Caso Petrecca: tutti i tg in rivolta con lo sciopero delle firme il venerdì, perché evidentemente il dramma va snobbato

Caso Petrecca: tutti i tg in rivolta con lo sciopero delle firme il venerdì, perché evidentemente il dramma va snobbato

Le proteste per il disastroso spettacolo della diretta olimpica proprio non accennano a smettere. Ah, la telecronaca della Cerimonia di apertura dei Giochi Olimpici di Milano-Cortina è riuscita in un’impresa: colpire duramente non solo l’immagine della Rai, ma anche la dignità di tutte quelle giornaliste e quei giornalisti che ogni santo giorno si impegnano per offrire un servizio pubblico degno di essere definito tale. Che trionfo.

Ovviamente, la mobilitazione del settore RaiSport e le prese di posizione dei comitati di redazione, in tutte le testate e generi, si sono rivelate come al solito inutili per spingere i vertici aziendali a farsi carico di qualche minima responsabilità. Ma non temete: l’Usigrai ha deciso di illuminare il cammino della solidarietà con uno sciopero delle firme – perché, si sa, niente dice “serietà” come non firmare un pezzo – esteso all’intera giornata di venerdì 13 febbraio, coinvolgendo tutti i notiziari, programmi di informazione e perfino il web. Sentite che rivoluzione!

Il tono della nota ufficiale dei sindacati è da Oscar: un appello a unirsi “con un gesto concreto, individuale e collettivo” per difendere il “nostro lavoro”. Roba tosta, davvero. L’epicentro del terremoto? Il buon Paolo Petrecca, la star involontaria di questa tragicommedia della comunicazione sportiva.

Ah, la favola della protesta

Come se non bastasse il disastro olimpico, ad agitare le acque ci ha pensato il Parlamento, dove le opposizioni si sono scatenate denunciando un altro mesto “smacco” ai danni di quella creatura adorata chiamata TeleMeloni. Insomma, sembrerebbe che non si possa proprio stare tranquilli, neanche quando la debacle è così evidente da assomigliare a un film comico in piena regola.

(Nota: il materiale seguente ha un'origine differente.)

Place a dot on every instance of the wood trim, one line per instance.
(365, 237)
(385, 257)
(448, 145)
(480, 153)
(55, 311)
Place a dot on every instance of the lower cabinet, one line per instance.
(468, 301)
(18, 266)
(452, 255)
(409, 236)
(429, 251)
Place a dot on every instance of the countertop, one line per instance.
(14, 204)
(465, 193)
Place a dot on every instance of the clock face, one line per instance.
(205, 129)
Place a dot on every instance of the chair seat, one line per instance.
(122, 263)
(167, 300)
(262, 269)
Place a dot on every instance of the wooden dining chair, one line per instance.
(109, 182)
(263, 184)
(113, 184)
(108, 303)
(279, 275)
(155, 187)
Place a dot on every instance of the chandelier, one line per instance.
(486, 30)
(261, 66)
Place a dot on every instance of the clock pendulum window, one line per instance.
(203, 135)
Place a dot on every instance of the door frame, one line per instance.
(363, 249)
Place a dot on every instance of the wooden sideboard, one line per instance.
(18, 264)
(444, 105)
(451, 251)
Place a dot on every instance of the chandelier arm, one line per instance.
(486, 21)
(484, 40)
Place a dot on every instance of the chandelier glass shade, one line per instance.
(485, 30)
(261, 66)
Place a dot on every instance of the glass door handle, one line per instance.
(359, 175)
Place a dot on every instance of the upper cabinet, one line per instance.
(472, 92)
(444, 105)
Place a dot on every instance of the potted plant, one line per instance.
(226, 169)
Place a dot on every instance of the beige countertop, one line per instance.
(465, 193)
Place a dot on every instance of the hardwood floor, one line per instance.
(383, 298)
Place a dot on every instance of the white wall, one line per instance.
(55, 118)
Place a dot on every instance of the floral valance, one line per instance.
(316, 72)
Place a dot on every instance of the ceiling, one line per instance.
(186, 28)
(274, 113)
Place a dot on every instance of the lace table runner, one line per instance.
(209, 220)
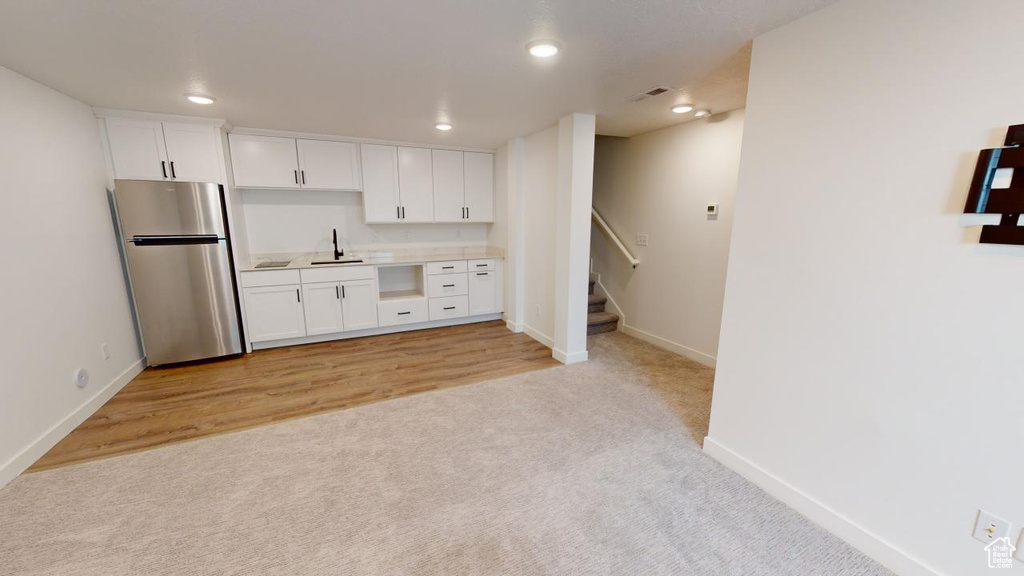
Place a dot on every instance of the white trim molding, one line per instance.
(50, 438)
(857, 536)
(694, 355)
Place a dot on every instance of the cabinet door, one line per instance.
(263, 161)
(322, 302)
(416, 186)
(450, 190)
(359, 303)
(380, 182)
(482, 293)
(274, 313)
(327, 165)
(479, 187)
(137, 150)
(192, 152)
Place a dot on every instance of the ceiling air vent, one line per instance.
(648, 93)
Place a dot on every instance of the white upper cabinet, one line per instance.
(264, 161)
(137, 149)
(479, 187)
(192, 152)
(329, 165)
(380, 183)
(450, 187)
(416, 186)
(143, 150)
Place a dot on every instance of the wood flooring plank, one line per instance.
(178, 404)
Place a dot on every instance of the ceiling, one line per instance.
(391, 69)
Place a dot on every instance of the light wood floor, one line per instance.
(170, 405)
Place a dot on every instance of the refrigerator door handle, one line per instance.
(174, 240)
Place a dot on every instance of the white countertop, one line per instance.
(376, 257)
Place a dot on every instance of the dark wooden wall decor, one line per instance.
(1009, 201)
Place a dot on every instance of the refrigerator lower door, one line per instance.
(184, 299)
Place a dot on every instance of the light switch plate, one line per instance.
(990, 527)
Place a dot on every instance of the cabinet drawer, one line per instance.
(448, 285)
(452, 306)
(269, 278)
(404, 311)
(451, 266)
(337, 274)
(481, 265)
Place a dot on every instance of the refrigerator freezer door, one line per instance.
(184, 300)
(150, 208)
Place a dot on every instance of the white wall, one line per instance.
(870, 361)
(64, 291)
(301, 221)
(659, 183)
(540, 194)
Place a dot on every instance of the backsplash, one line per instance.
(297, 220)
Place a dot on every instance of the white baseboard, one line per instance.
(50, 438)
(539, 336)
(573, 358)
(660, 342)
(854, 534)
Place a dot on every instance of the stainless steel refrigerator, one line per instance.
(179, 266)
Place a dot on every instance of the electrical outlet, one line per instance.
(990, 527)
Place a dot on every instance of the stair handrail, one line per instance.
(610, 235)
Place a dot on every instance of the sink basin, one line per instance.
(337, 262)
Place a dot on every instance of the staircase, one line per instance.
(598, 321)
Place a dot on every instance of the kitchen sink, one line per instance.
(337, 262)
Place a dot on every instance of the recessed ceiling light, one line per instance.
(200, 98)
(543, 48)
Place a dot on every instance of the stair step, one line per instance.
(601, 322)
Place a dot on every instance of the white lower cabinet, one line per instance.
(274, 313)
(402, 311)
(358, 301)
(323, 307)
(483, 293)
(449, 306)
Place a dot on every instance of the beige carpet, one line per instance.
(593, 468)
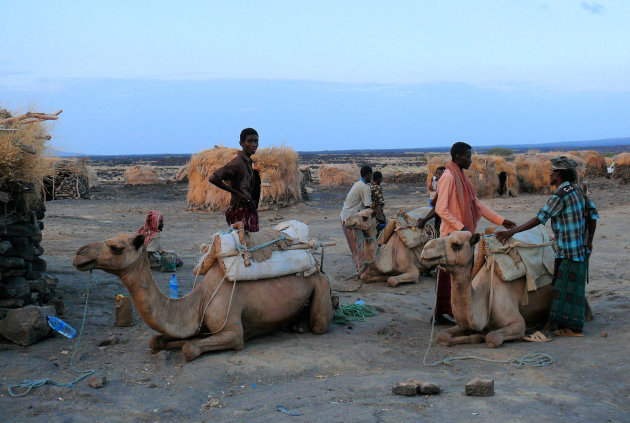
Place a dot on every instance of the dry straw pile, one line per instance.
(278, 168)
(622, 168)
(141, 175)
(338, 174)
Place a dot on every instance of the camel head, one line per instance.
(457, 249)
(114, 255)
(363, 220)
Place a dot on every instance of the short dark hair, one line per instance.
(459, 148)
(365, 170)
(247, 131)
(567, 175)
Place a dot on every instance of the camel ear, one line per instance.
(138, 241)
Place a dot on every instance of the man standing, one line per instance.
(376, 193)
(243, 182)
(573, 221)
(357, 199)
(460, 210)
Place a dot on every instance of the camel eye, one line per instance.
(116, 250)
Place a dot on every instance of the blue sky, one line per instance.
(160, 77)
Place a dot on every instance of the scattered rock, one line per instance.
(407, 389)
(27, 325)
(480, 387)
(97, 382)
(110, 340)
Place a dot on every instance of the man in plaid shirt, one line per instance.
(573, 221)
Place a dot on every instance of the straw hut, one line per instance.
(66, 178)
(278, 168)
(622, 168)
(140, 175)
(338, 174)
(595, 163)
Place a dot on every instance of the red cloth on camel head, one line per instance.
(150, 228)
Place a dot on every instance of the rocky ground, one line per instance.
(345, 375)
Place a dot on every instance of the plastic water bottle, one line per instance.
(173, 285)
(61, 327)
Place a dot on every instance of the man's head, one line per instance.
(461, 153)
(366, 173)
(438, 172)
(563, 169)
(377, 177)
(249, 141)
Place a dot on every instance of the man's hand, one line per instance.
(503, 236)
(508, 224)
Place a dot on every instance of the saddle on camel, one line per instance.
(240, 295)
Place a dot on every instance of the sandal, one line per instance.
(569, 332)
(537, 336)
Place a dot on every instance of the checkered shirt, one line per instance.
(566, 210)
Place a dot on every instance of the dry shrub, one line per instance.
(141, 175)
(279, 174)
(595, 163)
(622, 167)
(338, 174)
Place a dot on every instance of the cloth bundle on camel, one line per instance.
(265, 254)
(529, 253)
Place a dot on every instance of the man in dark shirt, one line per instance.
(239, 178)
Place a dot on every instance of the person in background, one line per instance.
(376, 193)
(573, 222)
(242, 181)
(460, 210)
(357, 199)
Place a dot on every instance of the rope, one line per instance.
(535, 359)
(353, 313)
(29, 384)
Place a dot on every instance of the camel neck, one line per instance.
(172, 317)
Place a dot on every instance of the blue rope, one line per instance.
(29, 384)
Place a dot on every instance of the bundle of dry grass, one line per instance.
(339, 174)
(23, 148)
(594, 163)
(277, 166)
(622, 168)
(141, 175)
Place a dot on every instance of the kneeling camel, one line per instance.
(217, 314)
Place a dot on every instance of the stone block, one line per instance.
(479, 387)
(407, 389)
(27, 325)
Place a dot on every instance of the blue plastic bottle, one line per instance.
(61, 327)
(173, 285)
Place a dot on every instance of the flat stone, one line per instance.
(27, 325)
(97, 382)
(479, 387)
(407, 389)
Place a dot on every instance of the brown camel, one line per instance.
(393, 262)
(494, 314)
(217, 314)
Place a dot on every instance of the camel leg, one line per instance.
(411, 275)
(457, 335)
(230, 338)
(510, 332)
(320, 308)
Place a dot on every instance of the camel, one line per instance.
(393, 262)
(229, 313)
(494, 314)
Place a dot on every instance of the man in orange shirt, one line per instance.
(460, 210)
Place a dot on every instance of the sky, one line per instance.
(158, 77)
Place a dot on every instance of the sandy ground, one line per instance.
(344, 375)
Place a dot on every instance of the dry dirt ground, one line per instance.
(346, 374)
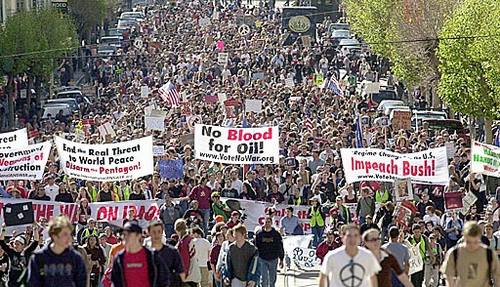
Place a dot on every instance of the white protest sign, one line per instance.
(158, 150)
(144, 91)
(416, 263)
(253, 106)
(255, 213)
(222, 59)
(154, 123)
(237, 145)
(485, 159)
(15, 139)
(429, 166)
(222, 97)
(372, 88)
(468, 200)
(24, 163)
(106, 162)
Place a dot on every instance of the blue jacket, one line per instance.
(253, 273)
(49, 269)
(158, 272)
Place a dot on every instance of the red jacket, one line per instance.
(324, 248)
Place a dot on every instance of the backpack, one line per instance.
(489, 258)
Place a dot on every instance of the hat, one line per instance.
(20, 239)
(132, 226)
(219, 218)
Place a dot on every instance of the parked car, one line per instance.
(138, 16)
(114, 41)
(418, 116)
(451, 125)
(338, 35)
(71, 102)
(50, 111)
(75, 94)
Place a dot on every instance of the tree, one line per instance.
(404, 31)
(29, 43)
(470, 66)
(88, 14)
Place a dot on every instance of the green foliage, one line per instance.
(470, 68)
(88, 14)
(387, 25)
(27, 33)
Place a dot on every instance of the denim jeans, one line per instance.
(318, 234)
(268, 271)
(206, 218)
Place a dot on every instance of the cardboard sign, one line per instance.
(106, 162)
(485, 159)
(144, 91)
(222, 59)
(158, 150)
(15, 139)
(401, 120)
(253, 106)
(24, 163)
(154, 123)
(429, 166)
(237, 145)
(403, 189)
(171, 169)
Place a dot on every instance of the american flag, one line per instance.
(333, 84)
(307, 124)
(169, 93)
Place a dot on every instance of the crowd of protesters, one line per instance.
(199, 240)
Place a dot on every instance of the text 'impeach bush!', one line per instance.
(237, 145)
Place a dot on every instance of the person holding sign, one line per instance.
(387, 261)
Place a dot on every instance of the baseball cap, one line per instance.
(132, 226)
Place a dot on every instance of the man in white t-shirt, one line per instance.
(202, 252)
(349, 265)
(51, 189)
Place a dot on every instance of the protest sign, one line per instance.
(171, 169)
(429, 166)
(158, 150)
(144, 91)
(154, 123)
(485, 159)
(450, 149)
(371, 88)
(15, 139)
(401, 120)
(416, 263)
(453, 200)
(253, 106)
(222, 59)
(255, 212)
(40, 208)
(210, 99)
(114, 213)
(18, 213)
(468, 200)
(106, 162)
(403, 189)
(24, 163)
(237, 145)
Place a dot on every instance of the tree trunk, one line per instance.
(10, 94)
(488, 131)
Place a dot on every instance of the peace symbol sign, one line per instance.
(352, 274)
(244, 29)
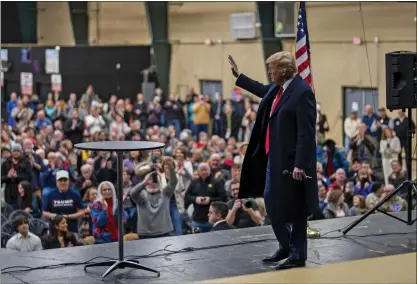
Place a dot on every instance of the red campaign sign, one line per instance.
(26, 83)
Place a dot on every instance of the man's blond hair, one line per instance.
(284, 61)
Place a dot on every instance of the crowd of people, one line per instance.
(54, 195)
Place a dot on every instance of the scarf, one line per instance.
(112, 226)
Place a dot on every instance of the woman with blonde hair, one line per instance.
(390, 148)
(104, 214)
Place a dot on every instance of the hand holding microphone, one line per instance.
(297, 174)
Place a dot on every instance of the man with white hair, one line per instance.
(281, 154)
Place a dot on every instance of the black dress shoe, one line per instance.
(290, 263)
(277, 256)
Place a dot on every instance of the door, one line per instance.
(208, 87)
(355, 99)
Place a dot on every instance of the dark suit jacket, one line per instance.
(222, 226)
(292, 144)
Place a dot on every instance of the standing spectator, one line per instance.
(351, 127)
(173, 113)
(140, 109)
(370, 120)
(336, 207)
(331, 158)
(202, 191)
(59, 236)
(217, 216)
(11, 104)
(390, 148)
(22, 115)
(359, 206)
(89, 97)
(375, 195)
(242, 213)
(94, 122)
(35, 162)
(28, 201)
(23, 241)
(74, 127)
(218, 115)
(401, 130)
(104, 214)
(14, 170)
(322, 124)
(364, 146)
(64, 201)
(201, 110)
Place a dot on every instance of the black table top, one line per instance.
(119, 146)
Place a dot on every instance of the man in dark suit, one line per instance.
(280, 161)
(217, 216)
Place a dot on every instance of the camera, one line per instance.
(247, 202)
(154, 176)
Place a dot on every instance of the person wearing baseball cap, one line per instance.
(64, 201)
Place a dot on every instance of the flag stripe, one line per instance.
(302, 47)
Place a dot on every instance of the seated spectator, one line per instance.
(59, 236)
(242, 213)
(395, 203)
(364, 146)
(336, 207)
(375, 195)
(359, 206)
(398, 175)
(152, 204)
(354, 169)
(24, 240)
(331, 158)
(202, 191)
(339, 180)
(217, 216)
(64, 201)
(27, 201)
(363, 183)
(104, 214)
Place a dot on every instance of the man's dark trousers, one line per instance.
(294, 240)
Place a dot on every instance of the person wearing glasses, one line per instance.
(64, 201)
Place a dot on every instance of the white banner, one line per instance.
(26, 83)
(52, 61)
(56, 82)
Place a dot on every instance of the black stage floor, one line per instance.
(377, 236)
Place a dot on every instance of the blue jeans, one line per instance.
(203, 227)
(292, 237)
(176, 218)
(45, 193)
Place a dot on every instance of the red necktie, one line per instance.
(277, 98)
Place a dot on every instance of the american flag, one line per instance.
(302, 47)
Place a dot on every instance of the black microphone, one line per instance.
(288, 173)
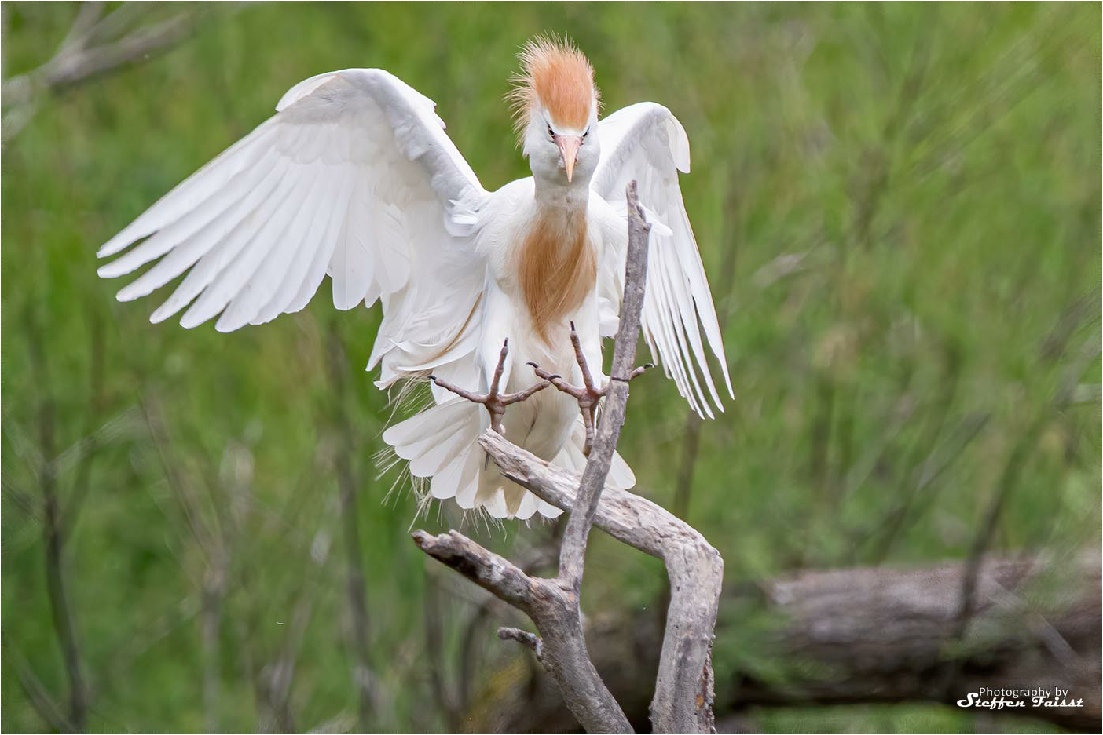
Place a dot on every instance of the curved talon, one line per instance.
(493, 400)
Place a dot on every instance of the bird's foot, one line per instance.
(588, 395)
(493, 400)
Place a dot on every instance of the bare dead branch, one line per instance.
(53, 532)
(36, 693)
(96, 44)
(553, 608)
(573, 550)
(860, 636)
(695, 568)
(683, 701)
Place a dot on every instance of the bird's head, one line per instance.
(556, 112)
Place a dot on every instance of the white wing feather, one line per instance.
(645, 142)
(353, 178)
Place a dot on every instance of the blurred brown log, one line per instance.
(857, 636)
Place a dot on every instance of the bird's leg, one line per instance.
(493, 400)
(587, 395)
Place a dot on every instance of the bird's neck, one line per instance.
(556, 263)
(560, 198)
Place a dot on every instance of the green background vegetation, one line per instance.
(899, 211)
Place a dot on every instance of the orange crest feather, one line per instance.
(558, 76)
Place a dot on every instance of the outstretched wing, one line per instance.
(355, 178)
(645, 142)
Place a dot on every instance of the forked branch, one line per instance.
(683, 701)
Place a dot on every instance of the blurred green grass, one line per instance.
(899, 210)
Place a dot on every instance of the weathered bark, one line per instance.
(863, 636)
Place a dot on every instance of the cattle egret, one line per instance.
(355, 178)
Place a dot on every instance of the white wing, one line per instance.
(648, 144)
(355, 178)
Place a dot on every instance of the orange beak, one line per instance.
(568, 151)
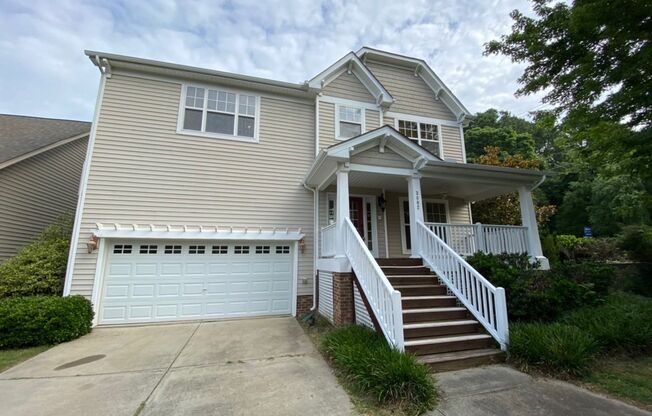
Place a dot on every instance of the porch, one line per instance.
(378, 196)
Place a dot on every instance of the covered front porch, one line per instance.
(384, 186)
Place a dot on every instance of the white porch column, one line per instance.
(529, 220)
(341, 207)
(416, 211)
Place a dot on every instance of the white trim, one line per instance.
(347, 102)
(74, 240)
(40, 150)
(428, 120)
(205, 111)
(412, 119)
(337, 120)
(401, 212)
(463, 144)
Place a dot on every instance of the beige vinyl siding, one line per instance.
(354, 191)
(372, 119)
(142, 171)
(452, 143)
(388, 158)
(326, 124)
(457, 208)
(348, 86)
(411, 94)
(36, 192)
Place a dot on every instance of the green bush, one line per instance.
(43, 320)
(537, 295)
(374, 368)
(40, 267)
(622, 324)
(554, 348)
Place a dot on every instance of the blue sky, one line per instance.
(44, 71)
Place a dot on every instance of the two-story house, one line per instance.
(209, 195)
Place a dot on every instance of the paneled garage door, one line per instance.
(152, 281)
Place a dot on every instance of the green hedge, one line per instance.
(43, 320)
(40, 267)
(373, 368)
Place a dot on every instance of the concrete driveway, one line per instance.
(241, 367)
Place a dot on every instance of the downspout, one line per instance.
(315, 249)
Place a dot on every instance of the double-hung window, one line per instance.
(220, 113)
(349, 122)
(424, 134)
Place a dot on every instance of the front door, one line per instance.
(356, 213)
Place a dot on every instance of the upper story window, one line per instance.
(220, 113)
(424, 134)
(349, 122)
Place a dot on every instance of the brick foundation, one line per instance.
(343, 306)
(304, 303)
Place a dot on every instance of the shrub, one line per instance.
(622, 324)
(372, 367)
(43, 320)
(553, 348)
(40, 267)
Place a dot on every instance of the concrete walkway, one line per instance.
(240, 367)
(502, 391)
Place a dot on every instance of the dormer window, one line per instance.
(349, 122)
(219, 113)
(424, 134)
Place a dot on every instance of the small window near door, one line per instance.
(122, 249)
(262, 249)
(220, 250)
(282, 249)
(172, 250)
(196, 249)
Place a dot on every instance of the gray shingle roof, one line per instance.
(23, 134)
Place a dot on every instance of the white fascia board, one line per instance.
(351, 60)
(154, 233)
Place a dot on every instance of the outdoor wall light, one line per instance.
(382, 202)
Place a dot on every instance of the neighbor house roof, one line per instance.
(22, 135)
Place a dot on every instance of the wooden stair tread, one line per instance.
(459, 355)
(446, 338)
(443, 309)
(435, 324)
(420, 297)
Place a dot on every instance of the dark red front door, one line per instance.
(355, 213)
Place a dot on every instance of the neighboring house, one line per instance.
(213, 195)
(41, 161)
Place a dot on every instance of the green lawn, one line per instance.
(627, 378)
(9, 358)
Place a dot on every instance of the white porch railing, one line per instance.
(485, 301)
(328, 240)
(467, 239)
(382, 297)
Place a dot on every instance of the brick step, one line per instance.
(412, 280)
(458, 360)
(448, 343)
(416, 290)
(428, 301)
(434, 329)
(411, 270)
(434, 314)
(399, 261)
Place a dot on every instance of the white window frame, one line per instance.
(401, 202)
(203, 133)
(421, 120)
(363, 121)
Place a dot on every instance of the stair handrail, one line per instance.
(485, 301)
(384, 300)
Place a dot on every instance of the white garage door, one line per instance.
(152, 281)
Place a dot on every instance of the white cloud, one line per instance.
(44, 71)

La reazione della squadra RaiSport non si è fatta attendere: comunicati fintamente indignati spiegano che, alla fine di ogni edizione di almeno cinque minuti, verrà letto un comunicato sindacale a uso e consumo di chi vorrà capire cosa diavolo stia succedendo. Una mossa da applausi, chiaramente pensata per trasmettere ai cittadini la propria nobile presa di posizione a difesa non solo dell’immagine della Rai, ma anche – udite udite – di chi ci lavora. Come se qualcuno davvero ci credesse più di tanto.

Nel frattempo, mentre la Rai si crogiola nelle sue auto-assoluzioni, i grandi giornali internazionali hanno scelto di parlare di tutt’altro: non dello spettacolo pirotecnico del geniale Marco Balich al San Siro, bensì delle gaffe, degli svarioni e dei commenti imbarazzanti di questo glorioso Paolo Petrecca. Risultato? La solita figuraccia internazionale firmata Rai. Un vero capolavoro di comunicazione inefficace, degno di rimanere negli annali della narrazione comica dello sport.